Compie trent’anni la legge italiana sul riconoscimento del trust, l’istituto giuridico di derivazione anglosassone a tutela dei beni della famiglia e dell’impresa. La Legge 364 del 1989, ratificando la Convenzione dell’Aja, ha infatti previsto giusto 30 anni fa che i beni in trust rappresentano una massa patrimoniale distinta da quella del trustee (colui che gestisce i beni) e del disponente (che istituisce il trust).
Un trentennale, dunque, che gli esperti celebrano ricordando le tappe percorse per il pieno ed efficace riconoscimento delle garanzie previste dai trust da parte della magistratura italiana, proprio mentre lo stesso istituto si andava affermando in maniera esponenziale nell’intero Occidente, tanto che oggi esistono nel mondo circa 2850 leggi in materia. Non sempre, perciò, il tipo di trust da adottare è conveniente per tutte le esigenze. Negli Stati Uniti, ad esempio, dove l’uso del trust è tra i più diffusi ed avanzati del mondo, la selezione dello strumento più adatto avviene attraverso una ampia concertazione preliminare che vede a fianco del cliente l’avvocato, il commercialista e la banca, in qualità di wealth manager.
E in Italia? Come stanno le cose a distanza di trent’anni dall’istituzione della legge specifica?
«Rispetto ai decenni scorsi – sottolinea Paolo Gaeta, dottore commercialista, tra i massimi esperti del ramo, in una dettagliata analisi su Economy – gli strumenti che abbiamo a disposizione oggi sono molto più evoluti e le modalità di realizzazione di un atto di trust consentono il raggiungimento di assetti prima non facilmente accessibili».
«Il riferimento – aggiunge Gaeta, trust and estate practitioner negli studi di Milano e di Napoli – è ad esempio alle Private Trust Company, dedicate alla singola famiglia, e alla rinnovata possibilità di gestione dei beni attraverso due co-trustee, uno dei quali può essere bancario e straniero, e uno o più delegati, in veste di multiple advisor trust».

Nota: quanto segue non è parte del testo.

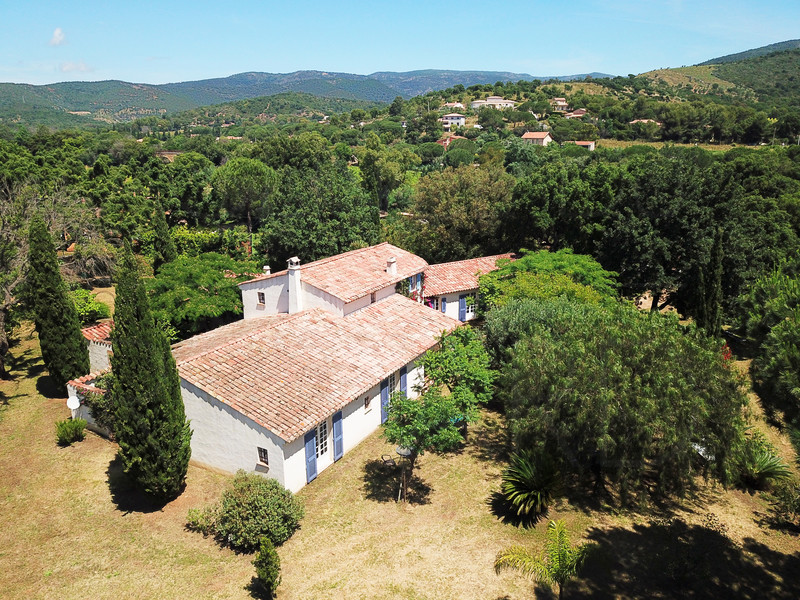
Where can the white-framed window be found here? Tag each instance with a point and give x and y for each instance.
(322, 438)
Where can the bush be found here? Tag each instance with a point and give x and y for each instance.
(251, 508)
(758, 464)
(531, 482)
(268, 568)
(88, 307)
(70, 431)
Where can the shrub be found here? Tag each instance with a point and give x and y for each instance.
(251, 508)
(268, 568)
(88, 307)
(70, 431)
(758, 464)
(531, 482)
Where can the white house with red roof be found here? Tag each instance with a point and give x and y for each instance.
(452, 288)
(309, 371)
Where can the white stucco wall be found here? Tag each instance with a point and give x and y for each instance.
(98, 356)
(452, 304)
(276, 297)
(225, 439)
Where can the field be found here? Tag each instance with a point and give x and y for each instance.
(73, 528)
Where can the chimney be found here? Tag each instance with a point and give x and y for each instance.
(295, 292)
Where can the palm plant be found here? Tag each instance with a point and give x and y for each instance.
(531, 482)
(559, 562)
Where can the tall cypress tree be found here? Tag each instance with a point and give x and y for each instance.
(149, 419)
(163, 246)
(64, 349)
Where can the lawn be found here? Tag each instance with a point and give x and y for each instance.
(72, 529)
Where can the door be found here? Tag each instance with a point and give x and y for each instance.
(338, 440)
(311, 455)
(403, 381)
(384, 400)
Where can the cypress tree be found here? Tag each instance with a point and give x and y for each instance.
(149, 419)
(64, 349)
(163, 246)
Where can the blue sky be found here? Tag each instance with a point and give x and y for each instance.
(178, 40)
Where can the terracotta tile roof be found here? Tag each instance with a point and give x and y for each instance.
(535, 135)
(294, 371)
(101, 332)
(84, 383)
(357, 273)
(447, 278)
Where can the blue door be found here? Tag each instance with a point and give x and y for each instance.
(311, 455)
(338, 440)
(384, 400)
(403, 381)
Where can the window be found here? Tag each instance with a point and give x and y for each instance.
(322, 438)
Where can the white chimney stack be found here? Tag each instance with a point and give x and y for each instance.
(295, 291)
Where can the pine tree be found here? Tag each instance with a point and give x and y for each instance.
(64, 349)
(164, 250)
(149, 420)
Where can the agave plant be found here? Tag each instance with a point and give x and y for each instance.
(531, 482)
(560, 562)
(759, 466)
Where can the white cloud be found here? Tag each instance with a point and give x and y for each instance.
(70, 67)
(58, 38)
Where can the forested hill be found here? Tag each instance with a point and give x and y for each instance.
(414, 83)
(755, 52)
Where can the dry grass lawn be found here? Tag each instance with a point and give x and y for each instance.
(71, 530)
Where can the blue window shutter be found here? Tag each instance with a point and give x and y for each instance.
(403, 378)
(384, 400)
(311, 455)
(338, 440)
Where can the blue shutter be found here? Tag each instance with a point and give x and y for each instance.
(311, 455)
(403, 378)
(384, 400)
(338, 440)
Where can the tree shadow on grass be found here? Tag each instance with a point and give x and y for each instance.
(500, 508)
(669, 558)
(488, 440)
(124, 493)
(382, 484)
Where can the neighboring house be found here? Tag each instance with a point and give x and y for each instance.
(452, 288)
(497, 102)
(559, 105)
(308, 373)
(589, 145)
(453, 119)
(540, 138)
(98, 340)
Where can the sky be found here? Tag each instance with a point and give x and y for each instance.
(177, 40)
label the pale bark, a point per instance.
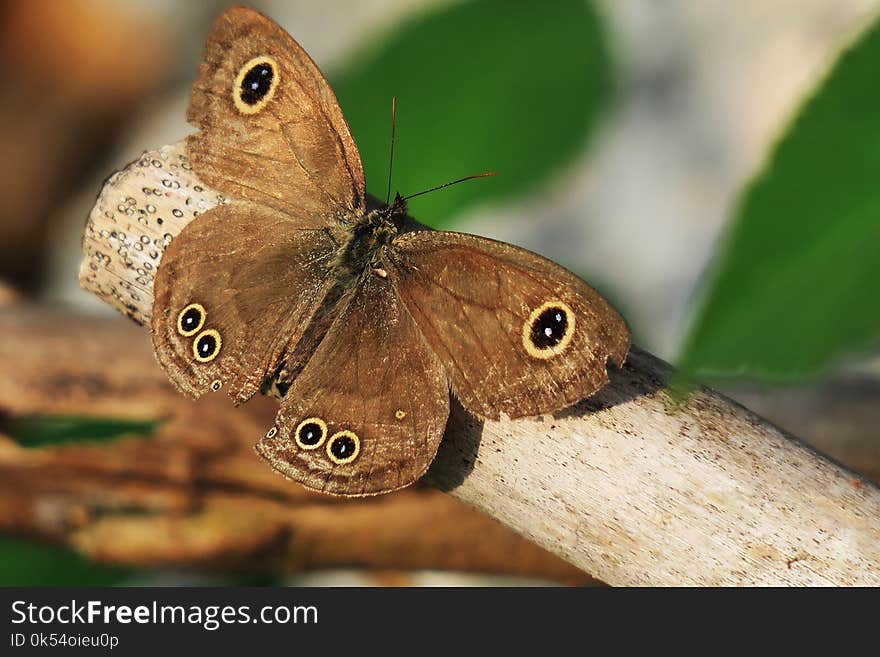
(639, 488)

La gestione e protezione del patrimonio familiare rappresenta la principale area di attività dello studio guidato da Paolo Gaeta, che è presidente della Commissione trust e Tutela del Patrimonio Familiare all’Ordine dei Commercialisti Napoli fin dalla sua istituzione, membro dello Society of Estate and Trust Practitioner e componente della International Academy od Estate and Trust Law.
Per Paolo Gaeta dunque una spinta al rinnovamento, in occasione proprio del trentennale, è indispensabile: «trascorsi trent’anni dall’introduzione della legge – auspica – c’è da confidare che un nuovo approccio qualitativo all’utilizzo del trust evolva positivamente». Perché «il nostro sistema sociale, familiare e finanziario ne ha un gran bisogno, al fine di tutelare le persone e quelle società che rappresentano il cuore pulsante della produttività nel nostro Paese».

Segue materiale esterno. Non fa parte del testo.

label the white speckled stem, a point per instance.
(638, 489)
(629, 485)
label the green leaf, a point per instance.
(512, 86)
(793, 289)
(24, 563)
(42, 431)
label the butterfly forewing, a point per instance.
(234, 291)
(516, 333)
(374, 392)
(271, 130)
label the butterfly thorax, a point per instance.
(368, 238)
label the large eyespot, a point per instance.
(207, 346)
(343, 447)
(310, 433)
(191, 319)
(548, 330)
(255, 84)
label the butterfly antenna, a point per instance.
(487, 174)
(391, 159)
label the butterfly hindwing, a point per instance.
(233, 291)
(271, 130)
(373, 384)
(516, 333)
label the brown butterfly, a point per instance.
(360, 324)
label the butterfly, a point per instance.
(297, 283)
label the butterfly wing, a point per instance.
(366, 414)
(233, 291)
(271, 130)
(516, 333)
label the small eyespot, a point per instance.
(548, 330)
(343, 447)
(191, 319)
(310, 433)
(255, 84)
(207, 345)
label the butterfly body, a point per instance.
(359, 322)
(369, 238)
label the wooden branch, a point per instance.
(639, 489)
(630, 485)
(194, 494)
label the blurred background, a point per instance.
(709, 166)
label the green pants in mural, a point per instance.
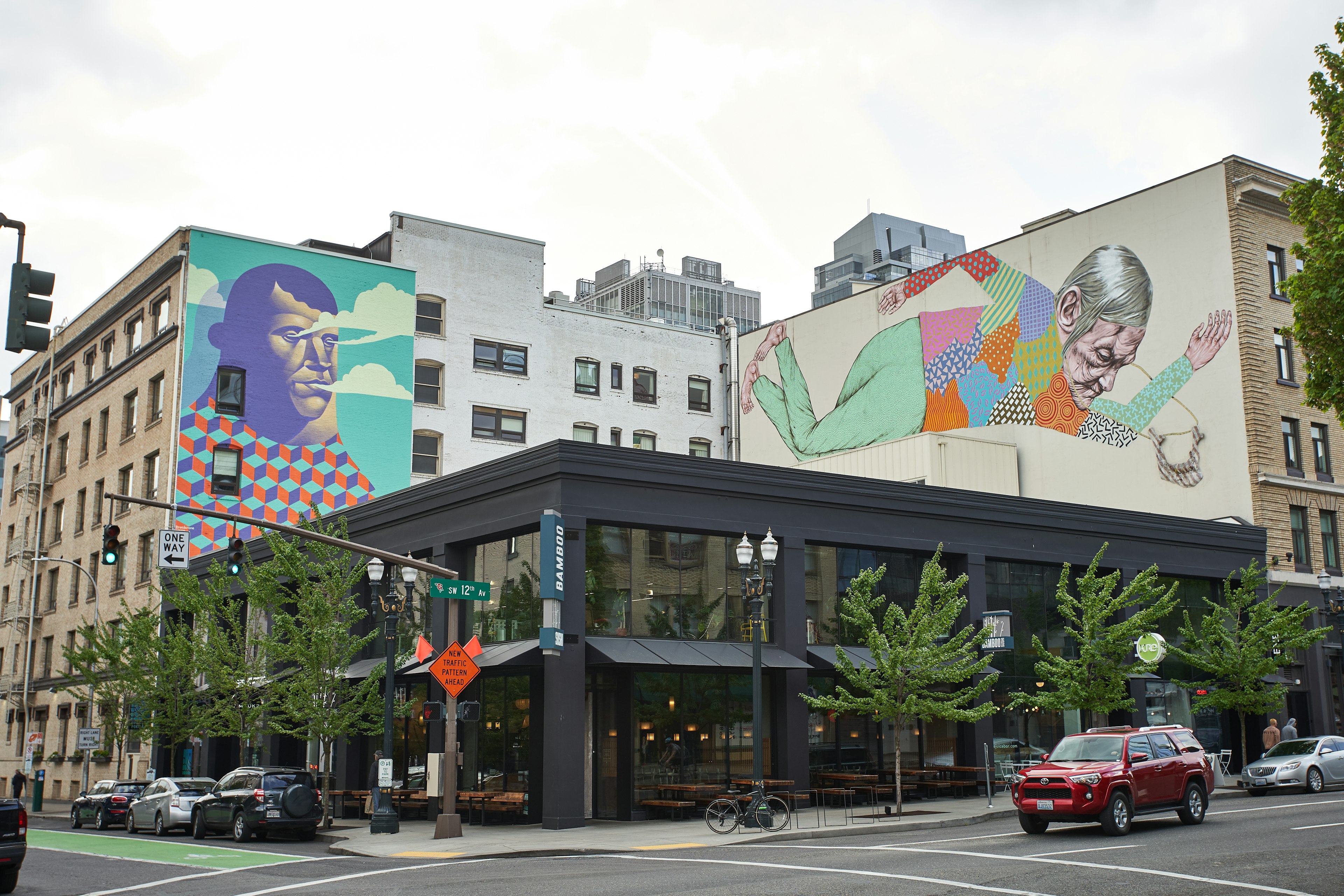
(882, 399)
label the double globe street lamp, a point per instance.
(385, 817)
(757, 592)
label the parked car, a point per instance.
(260, 800)
(167, 804)
(1111, 776)
(1311, 763)
(105, 804)
(14, 843)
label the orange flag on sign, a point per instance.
(424, 649)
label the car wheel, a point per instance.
(1193, 806)
(1033, 824)
(1117, 816)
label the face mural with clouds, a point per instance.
(324, 348)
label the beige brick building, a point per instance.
(92, 415)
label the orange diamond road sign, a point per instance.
(455, 670)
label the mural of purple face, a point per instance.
(262, 332)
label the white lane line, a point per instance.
(1070, 852)
(941, 882)
(1081, 864)
(365, 874)
(1233, 812)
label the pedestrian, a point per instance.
(1272, 735)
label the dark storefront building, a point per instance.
(654, 684)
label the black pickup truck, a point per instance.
(14, 843)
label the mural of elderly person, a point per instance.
(1029, 357)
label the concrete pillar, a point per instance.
(562, 745)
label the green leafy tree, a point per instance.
(1097, 679)
(920, 662)
(1241, 643)
(1318, 206)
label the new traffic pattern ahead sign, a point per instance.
(454, 670)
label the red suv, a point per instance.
(1112, 774)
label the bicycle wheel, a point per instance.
(773, 814)
(722, 816)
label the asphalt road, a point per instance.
(1284, 844)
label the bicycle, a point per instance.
(723, 816)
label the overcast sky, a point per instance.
(749, 133)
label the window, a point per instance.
(646, 386)
(1297, 519)
(126, 476)
(1330, 540)
(229, 390)
(1322, 448)
(224, 469)
(585, 377)
(128, 415)
(156, 398)
(496, 357)
(425, 455)
(159, 315)
(151, 484)
(1284, 355)
(698, 394)
(428, 383)
(1276, 271)
(147, 547)
(429, 316)
(1292, 453)
(495, 424)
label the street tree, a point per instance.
(920, 665)
(1102, 636)
(1318, 206)
(1241, 644)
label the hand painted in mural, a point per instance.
(1027, 357)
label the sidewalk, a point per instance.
(417, 838)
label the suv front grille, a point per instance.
(1048, 793)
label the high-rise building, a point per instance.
(878, 249)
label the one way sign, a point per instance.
(173, 548)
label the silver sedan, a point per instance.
(1311, 763)
(167, 804)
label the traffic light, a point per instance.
(111, 545)
(25, 309)
(236, 556)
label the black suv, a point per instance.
(260, 800)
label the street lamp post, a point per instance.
(385, 820)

Un approccio qualitativo che, sul modello degli Usa, del Regno Unito e di tanti Paesi dell’Occidente, conduca ad una motivazione nella scelta del trust prevalentemente a vantaggio dei beneficiari, ribaltando l’impostazione finora prevalente, tutta italiana, improntata all’approccio protettivo degli imprenditori, e andando verso quel “gift over time to beneficiaries” che rispetta ed esalta lo spirito del trust.